In 2007, he reluctantly played a benefit show at Tipitina's to coincide with the release of Goin' Home, an all-star collection of covers of his songs. He mowed through 11 songs in a half-hour, and he only lasted that long with some encouragement from Tipitina's staff. In a story for The Times-Picayune, Keith Spera documented Domino's promotional efforts on behalf of the album in New York, including an tentative, abbreviated version of "Blueberry Hill" one night and an accomplished, endearing one the next morning on NBC's Today Show.

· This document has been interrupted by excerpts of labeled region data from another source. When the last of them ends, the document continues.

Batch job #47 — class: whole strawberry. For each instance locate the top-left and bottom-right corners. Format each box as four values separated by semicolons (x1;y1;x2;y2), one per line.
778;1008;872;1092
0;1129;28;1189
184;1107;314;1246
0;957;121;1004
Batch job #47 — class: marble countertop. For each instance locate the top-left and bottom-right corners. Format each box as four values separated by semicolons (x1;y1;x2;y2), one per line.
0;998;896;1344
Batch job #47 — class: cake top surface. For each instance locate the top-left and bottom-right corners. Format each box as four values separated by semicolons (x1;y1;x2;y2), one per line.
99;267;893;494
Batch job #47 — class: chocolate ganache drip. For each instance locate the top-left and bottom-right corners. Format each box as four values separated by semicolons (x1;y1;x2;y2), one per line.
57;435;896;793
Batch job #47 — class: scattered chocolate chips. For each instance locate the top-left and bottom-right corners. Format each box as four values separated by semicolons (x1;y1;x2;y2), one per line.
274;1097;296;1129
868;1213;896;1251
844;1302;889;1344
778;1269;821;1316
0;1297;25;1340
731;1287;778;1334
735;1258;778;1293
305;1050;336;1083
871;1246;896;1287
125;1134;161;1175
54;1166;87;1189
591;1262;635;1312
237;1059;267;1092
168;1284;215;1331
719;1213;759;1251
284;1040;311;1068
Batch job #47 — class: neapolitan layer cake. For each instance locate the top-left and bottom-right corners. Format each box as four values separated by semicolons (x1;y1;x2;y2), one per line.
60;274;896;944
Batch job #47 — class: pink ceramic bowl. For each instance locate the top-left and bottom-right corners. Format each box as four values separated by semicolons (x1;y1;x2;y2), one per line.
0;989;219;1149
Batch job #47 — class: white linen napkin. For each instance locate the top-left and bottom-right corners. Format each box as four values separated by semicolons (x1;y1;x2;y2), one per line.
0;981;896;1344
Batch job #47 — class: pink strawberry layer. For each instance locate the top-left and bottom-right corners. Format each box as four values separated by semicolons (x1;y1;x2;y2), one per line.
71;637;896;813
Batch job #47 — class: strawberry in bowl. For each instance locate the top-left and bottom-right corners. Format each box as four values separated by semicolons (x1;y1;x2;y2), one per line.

I found it fascinating that people couldn't imagine why he wouldn't want to play, which probably says a lot about us and our own largely repressed rock 'n' roll dreams. When in 2009 a Texas promoter announced "The Domino Effect" - a benefit concert that would feature Fats, Little Richard, Chuck Berry, Taj Mahal and more - it was hard not to read some measure of condescention into the plan, as if, "Sure you New Orleanians can't get him to play; you're New Orleanians. Stand back and let some who really does big city business show you how it's done." That show experienced concept drift almost immediately as instead of promising a performance by Fats, promotion focused on an appearance by him and bands playing his songs. The night of the show, it turned into a spotlight on him in the crowd and Little Richard playing his songs.
By the time The Rock and Roll Hall of Fame chose to honor Domino and Dave Bartholomew as masters in 2010, Domino was unable to travel to Cleveland for the event. The day before it was to start, WWL's Eric Paulsen arranged for a meeting between the two men, and the video suggested that it was unlikely we'd see Domino perform again.
With all that backdrop, the appearance of Fats Domino on Treme this week was an even more unlikely gift than the last televised appearance by Sugarboy Crawford. Equally remarkable was how Domino's charisma remains.